Seeking Alpha

There's no getting around it: These are go-go days for bonds and bond ETFs. Turn on CNBC and you're sure to hear a pundit or two talking about the possibility of a Treasury bubble. If deflation remains in place or even if low inflation takes hold, we probably don't need to worry about a bond bubble, but as has already been well-documented, Treasuries just aren't providing adequate shelter from the storm that has recently hit equity markets.

Funny thing is investors poured $49 billion into bond ETFs through the first seven months of this year, according to ETFdb.com. Obviously, not all of that cash is flowing into funds that hold bonds issued by Uncle Sam, but Treasury ETFs have seen their fair share of inflows. That's an interesting scenario when considering that practically every investor know how weak the yields on Treasuries yet appetite for these instruments remains strong. What's really funny is that Treasuries sported yields well into the double digits in the early 1980s and no one wanted any part of them back then.

Investors seeking the comfort of bonds can do better than Treasuries and there are plenty of ETFs to accommodate those in search of yield. Start with corporate bonds. The spreads between Treasuries and high-grade corporate bonds aren't huge, but the difference is enough to make corporate bonds the preferred.

A conservative investor may want to have a look at the iShares iBoxx $ Investment Grade Corporate Bond ETF (NSYE: LQD). LQD is holds high-quality debt issued by blue chip companies like AT&T (NYSE: T), Goldman Sachs (NYSE: GS) and Verizon (NYSE: VZ). LQD yields a solid 5%.

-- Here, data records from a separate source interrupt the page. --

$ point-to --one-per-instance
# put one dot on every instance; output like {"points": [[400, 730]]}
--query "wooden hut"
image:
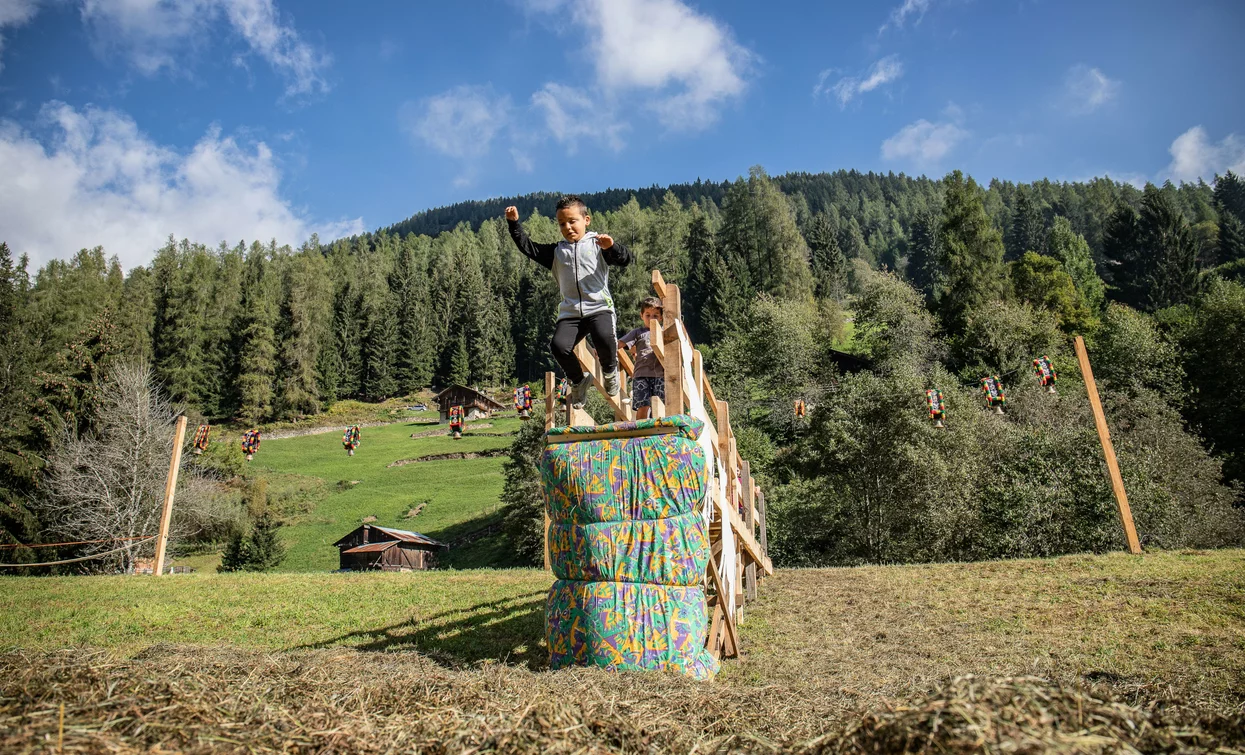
{"points": [[371, 547], [476, 405]]}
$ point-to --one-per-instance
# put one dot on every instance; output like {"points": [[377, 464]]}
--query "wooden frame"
{"points": [[742, 510]]}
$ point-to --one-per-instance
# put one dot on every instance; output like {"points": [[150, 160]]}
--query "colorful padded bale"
{"points": [[629, 547], [629, 626]]}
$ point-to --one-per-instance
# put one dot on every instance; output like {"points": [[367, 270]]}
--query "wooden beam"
{"points": [[750, 572], [1099, 419], [656, 408], [590, 365], [166, 517], [762, 518], [657, 341], [728, 619], [550, 399]]}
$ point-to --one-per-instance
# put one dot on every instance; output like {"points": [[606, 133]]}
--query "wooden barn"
{"points": [[371, 547], [476, 405]]}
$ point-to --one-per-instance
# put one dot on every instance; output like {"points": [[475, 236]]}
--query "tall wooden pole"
{"points": [[166, 516], [1099, 419]]}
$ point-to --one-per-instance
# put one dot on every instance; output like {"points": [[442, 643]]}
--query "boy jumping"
{"points": [[580, 264], [650, 376]]}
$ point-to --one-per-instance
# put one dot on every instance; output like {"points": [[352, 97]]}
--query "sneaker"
{"points": [[579, 391]]}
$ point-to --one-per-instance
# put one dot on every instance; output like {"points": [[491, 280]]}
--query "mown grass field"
{"points": [[335, 491], [1063, 650]]}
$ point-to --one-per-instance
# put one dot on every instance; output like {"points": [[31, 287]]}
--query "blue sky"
{"points": [[122, 121]]}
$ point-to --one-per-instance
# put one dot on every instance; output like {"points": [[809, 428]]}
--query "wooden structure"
{"points": [[735, 506], [1099, 420], [476, 405], [371, 548], [166, 516]]}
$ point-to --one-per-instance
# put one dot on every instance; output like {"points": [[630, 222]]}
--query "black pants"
{"points": [[572, 330]]}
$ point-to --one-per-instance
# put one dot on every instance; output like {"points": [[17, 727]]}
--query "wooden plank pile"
{"points": [[736, 506]]}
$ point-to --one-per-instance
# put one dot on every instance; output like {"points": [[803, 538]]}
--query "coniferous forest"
{"points": [[925, 283]]}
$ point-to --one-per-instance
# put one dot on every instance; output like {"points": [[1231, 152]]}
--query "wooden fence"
{"points": [[735, 506]]}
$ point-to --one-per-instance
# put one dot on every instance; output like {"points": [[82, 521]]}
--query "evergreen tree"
{"points": [[19, 465], [1072, 251], [971, 253], [829, 264], [923, 256], [760, 228], [1122, 249], [257, 340], [1027, 229], [306, 318], [460, 363], [379, 346], [1229, 196], [1170, 269], [1231, 239]]}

Willing to take on a bit more risk and do your best Michael Milken impression? Embrace junk bonds with the SPDR Barclays Capital High Yield Bond ETF (NYSE: JNK). Junk bonds got a bum wrap back in the 1980s, but here's the deal and it applies to LQD as well: U.S. companies are sitting on record mounds of cash. Only the very weakest links would be in position to default on their debt issues. JNK holds issues from AIG (NYSE: AIG) and Citigroup. Uncle Sam has already shown he won't let those companies fail, so JNK with its 10.8% yield is worth a look.

There's something to be said for corporate bonds as highlighted by the performance of JNK and LQD in recent months.

Bond Bonanza: Going Beyond Treasuries With ETFs

Still yearning for some government fare? This shouldn't come as a surprise at this point, but you can do better in the emerging markets. Sure, there was a time when investing in sovereign debt issued by emerging markets was truly speculative. I mean so speculative that you would've been better off taking your 401(k) to the Venetian and putting it all on black, but times have changed.

Not every emerging market is a banana republic and many, think Brazil, China and the like. have sturdy credit ratings. The PowerShares Emerging Markets Sovereign Debt ETF (NYSE: PCY) is worth considering to get your government debt fix. Don't be alarmed by the fact that some of PCY's top holdings are issued by Colombia, Indonesia and Turkey. Those are three of the best-performing emerging markets this year.

The iShares JPM Morgan USD Emerging Markets Bond ETF (NYSE: EMB). EMB holds bonds issued by countries like Brazil, Indonesia, Mexico and Russia that are denominated in U.S. dollars. The bulk of EMB's holdings are investment grade, so investors don't need to fret about junk ratings here.

EMB yields 5.15% while PCY yields 6.11%. That's excellent considering both are up about 12% this year. All of that with a lot less than stocks.

Bond Bonanza: Going Beyond Treasuries With ETFs

The bottom line is the bond party could last a while longer and if you plan on attending, look to dance with someone else besides Uncle Sam and his middling Treasury yields.